It is human nature that when we want to do something that we know is wrong, we find justifications for it. In affairs, sometimes those justifications are to do with the concept of 'self-reward' for a difficult life e.g stressful job, sick child, brush with death, recognition of own mortality but when women have affairs, it's nearly always their own relationship that gets selected as the causal factor.
There are complex reasons for this. Women are socialised to nurture families and to associate sex with love, so when a woman has a sexual affair that could break two families, her guilt and the opproprium dished out by others is often far greater than it is for men. Because men are socialised very differently, they are often far clearer-sighted about the reasons for their affairs and their initial default is not to find causal factors in their relationship (although that sometimes comes later).
This is what I think is happening here with both of you. It's especially obvious on this thread because the grievances you have with your husbands are old ones, about situations where your own behaviour was complicit in the difficulties you faced. You are describing nothing new and in fact most relationships that were formed when a couple is young involve early immaturity and difficulty with responsibility. But you've both admitted that your husbands changed and grew up.
If your husbands were writing here, they might comment on their own frustrations with you both when your relationships were young, but they would be unlikely still to be holding it against you, unless it was suddenly politic for them to do so and was helping them to find a justification for doing something wrong to you both.
The solution is to own your true reasons for having or wanting an affair and to concentrate less on causal factors in your relationships and more on causal factors within yourselves as individuals. Don't let yourselves off the hook and acknowledge some things that might be unedifying about your own character and personalities, but nevertheless need to be faced.

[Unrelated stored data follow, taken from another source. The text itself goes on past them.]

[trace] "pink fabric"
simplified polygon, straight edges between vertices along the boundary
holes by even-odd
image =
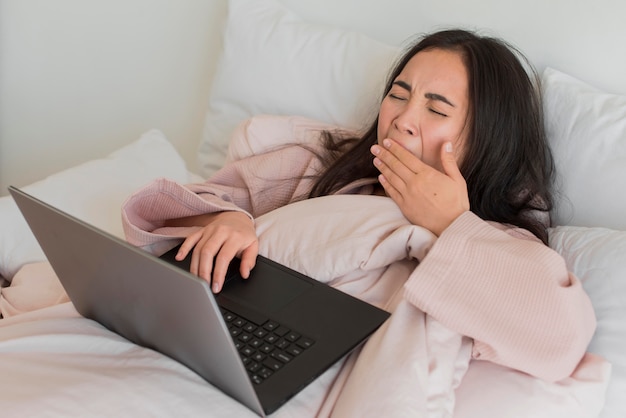
[[[273,149],[285,143],[285,129],[293,126],[286,128],[275,118],[250,121],[233,139],[231,155],[241,159],[209,181],[183,187],[161,179],[135,193],[123,209],[128,240],[160,251],[159,243],[171,246],[172,238],[189,232],[163,228],[165,219],[219,210],[242,210],[256,218],[301,198],[317,160],[297,145]],[[278,138],[278,143],[267,138]],[[365,179],[340,193],[371,193],[374,181]],[[589,298],[557,253],[523,231],[484,222],[469,212],[439,237],[411,273],[404,298],[472,338],[474,358],[549,381],[575,370],[595,329]]]
[[[432,232],[391,199],[365,195],[286,205],[257,218],[256,231],[260,254],[392,313],[332,381],[314,381],[278,417],[452,416],[471,341],[403,297]]]
[[[593,336],[593,307],[558,253],[518,234],[462,215],[409,278],[405,297],[472,337],[474,358],[559,380]]]
[[[11,286],[0,288],[0,315],[9,318],[68,301],[50,264],[30,263],[13,276]]]

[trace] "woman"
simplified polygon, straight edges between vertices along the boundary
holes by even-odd
[[[438,237],[405,298],[471,337],[474,358],[566,377],[595,317],[546,245],[552,159],[516,54],[463,30],[426,36],[395,66],[363,135],[327,131],[318,144],[235,161],[203,184],[157,181],[126,203],[127,238],[185,237],[177,257],[191,254],[192,273],[219,292],[233,257],[244,277],[254,267],[255,217],[306,197],[386,195]]]

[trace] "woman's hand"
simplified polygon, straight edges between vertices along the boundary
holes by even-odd
[[[469,210],[467,184],[447,142],[441,147],[444,172],[425,164],[391,139],[374,145],[374,165],[387,195],[414,225],[439,236],[463,212]]]
[[[214,293],[222,290],[228,265],[235,256],[241,258],[240,273],[250,276],[259,253],[259,241],[253,221],[236,211],[217,212],[169,221],[168,226],[204,225],[182,243],[177,260],[183,260],[190,251],[192,274],[209,282]],[[215,263],[215,265],[214,265]]]

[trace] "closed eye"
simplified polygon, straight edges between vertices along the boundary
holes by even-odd
[[[398,90],[400,91],[400,94],[397,93]],[[394,91],[396,93],[394,93]],[[392,88],[389,91],[388,96],[396,100],[406,100],[406,98],[401,95],[405,92],[409,94],[411,92],[411,86],[404,81],[396,80],[393,82]]]
[[[395,100],[406,100],[404,97],[398,96],[397,94],[393,94],[393,93],[389,93],[388,96]]]
[[[443,116],[444,118],[448,117],[448,115],[446,115],[445,113],[438,112],[435,109],[428,109],[428,110],[430,110],[431,112],[433,112],[436,115]]]

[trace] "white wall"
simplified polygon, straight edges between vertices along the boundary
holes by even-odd
[[[225,0],[0,0],[0,195],[161,129],[193,169]]]
[[[483,30],[519,47],[539,70],[550,65],[626,94],[624,0],[320,0],[331,7],[312,0],[281,1],[308,20],[391,44],[455,25]]]
[[[539,69],[626,94],[623,0],[281,1],[392,44],[457,24],[490,28]],[[227,0],[0,0],[0,195],[151,128],[193,170],[226,9]]]

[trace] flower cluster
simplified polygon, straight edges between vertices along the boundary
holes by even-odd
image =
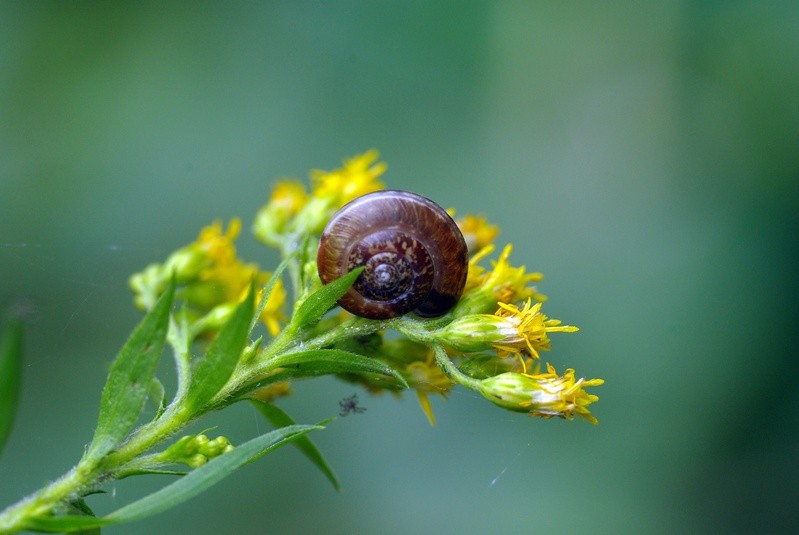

If you don't do this, you will continue to blame anything and everyone for your own behaviour and some of your marital grievances will become self-fulfilling prophesies i.e. your marriages will become worse because of your interests elsewhere. This is why with some men, the 'causal factors' are re-written after the fact. Their marriages get worse because of what they are doing and there is some 'backdating' when this happens, rather than responsibility taken for causing the problems in the first place.
Women's reasons for having affairs are no different to men's. Some women (like some men) have affairs simply because there is the opportunity, they fancy the idea of having sex and romance with someone new, they like the attention and have a tendency to self-medicate when aspects of life get tough. The character traits are similar too; selfishness, an unwillingness to take personal responsibility and an over-reliance on romantic love and sex for own esteem. But women are far more likely to confuse lust with love (the former is still unacceptable for women, whereas the latter is understood and accepted) and because of the shame associated with women's sexuality, are far more likely to invent elaborate reasons for their behaviour that cast blame outwards and not inwards. Women in affairs are also far more likely to stop short of penetrative sex and delude themselves that they haven't been unfaithful, for the same 'shame' reasons.
What sometimes helps is to try to stand in all the other people's shoes.
How would you feel if your husbands were unearthing your initial relationship mistakes in order to justify an affair? How would you feel if some OW who'd convinced herself she had good reasons for having an affair with your husbands, felt entitled to do that without thinking of the effects on you? How would you have felt as children if your mother or father were causing this unhappiness?
The selfishness that is always involved in affairs often makes that difficult, but it's essential.